Femtosecond laser direct inscription of 3D photonic devices in Er/Yb-doped oxyfluoride nano-glass ceramics

The present work demonstrates the potential of transparent oxyfluoride nano-glass ceramics co-doped with Er³⁺/Yb³⁺ ions for the integration of 3D photonic devices by femtosecond laser inscription in the low repetition-rate regime (1 kHz). The results suggest that this target material is an excellent host for the integration of active photonic devices.

The use of ultrashort laser pulses for the inscription of optical waveguides in transparent dielectrics has attracted great attention since the first demonstration due to the intrinsic properties of the technique; the fabrication is direct and can be applied to almost any transparent dielectric, it does not require any specific sample preparation and, more remarkably, it allows the implementation of 3D structures. Among the different substrates used for waveguide inscription by femtosecond laser irradiation, oxifluoride nano-glass ceramics containing rare-earth doped fluoride nanocrystals combine the good mechanical and chemical stabilities of oxide glasses with the low phonon energy of fluoride crystals, thus being of great interest in the operation of active devices.
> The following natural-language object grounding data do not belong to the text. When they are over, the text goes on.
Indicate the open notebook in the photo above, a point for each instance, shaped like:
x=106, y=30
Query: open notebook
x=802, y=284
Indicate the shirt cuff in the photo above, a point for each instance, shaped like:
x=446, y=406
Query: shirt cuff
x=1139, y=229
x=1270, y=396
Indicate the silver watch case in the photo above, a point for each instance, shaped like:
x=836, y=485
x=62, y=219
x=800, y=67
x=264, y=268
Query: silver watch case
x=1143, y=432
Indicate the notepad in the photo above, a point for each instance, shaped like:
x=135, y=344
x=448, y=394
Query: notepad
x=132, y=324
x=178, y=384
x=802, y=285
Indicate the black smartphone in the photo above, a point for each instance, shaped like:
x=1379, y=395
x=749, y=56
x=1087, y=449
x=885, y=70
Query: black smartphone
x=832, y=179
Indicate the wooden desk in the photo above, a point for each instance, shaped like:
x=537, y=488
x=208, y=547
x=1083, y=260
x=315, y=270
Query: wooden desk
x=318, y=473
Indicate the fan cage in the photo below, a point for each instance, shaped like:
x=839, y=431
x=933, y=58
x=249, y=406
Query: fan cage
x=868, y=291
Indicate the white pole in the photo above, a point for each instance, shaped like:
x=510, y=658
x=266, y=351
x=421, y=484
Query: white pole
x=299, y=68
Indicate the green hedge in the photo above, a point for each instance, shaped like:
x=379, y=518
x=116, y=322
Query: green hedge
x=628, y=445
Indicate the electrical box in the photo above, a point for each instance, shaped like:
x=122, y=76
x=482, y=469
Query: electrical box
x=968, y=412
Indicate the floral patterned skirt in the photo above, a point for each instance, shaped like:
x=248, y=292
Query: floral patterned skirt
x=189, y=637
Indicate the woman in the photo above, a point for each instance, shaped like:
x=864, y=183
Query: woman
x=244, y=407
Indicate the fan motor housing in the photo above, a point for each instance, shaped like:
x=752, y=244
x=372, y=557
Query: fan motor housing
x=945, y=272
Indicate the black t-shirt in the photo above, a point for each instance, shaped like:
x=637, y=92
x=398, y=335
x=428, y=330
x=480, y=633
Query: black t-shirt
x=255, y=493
This collaborative work carried out by the groups led by Javier Vázquez de Aldana (University of Salamanca), Alicia Durán (ICV-CSIC) and Rolindes Balda (CFM, UPV/EHU), demonstrates the potential of transparent oxyfluoride nano-glass ceramics co-doped with Er³⁺/Yb³⁺ ions for the integration of 3D photonic devices by femtosecond laser inscription. The fabrication is not critical, finding a wide range of irradiation conditions (pulse energy and scanning velocity) in which guiding structures are produced supporting high-quality modes. The technique of multi-scan inscription was successfully applied to tailor the refractive index profile of the waveguides, obtaining multimodal structures. The suitability of the glass-ceramics as substrate for the integration of complex photonic elements was demonstrated by implementing several splitter designs, both 2D and 3D (Figure 1, left column). The modal profiles at output preserved the single mode behavior at 633 and 800 nm (see normalized intensity for 800 nm in the Figure, central column). The results demonstrate the optimum behavior of Er³⁺/Yb³⁺ oxyfluoride nano-glass ceramics as a host material for the integration of complex 3D active photonic circuits by femtosecond laser irradiation.

Figure: Scheme of the implemented photonic elements (left column), normalized near-field modal profiles at 800 nm (central column), and microscopic pictures of the output facet (right column). From top to bottom, 1×2 splitter, Mach-Zehnder interferometer, 1×4 splitter (2D), and 1×4 splitter (3D).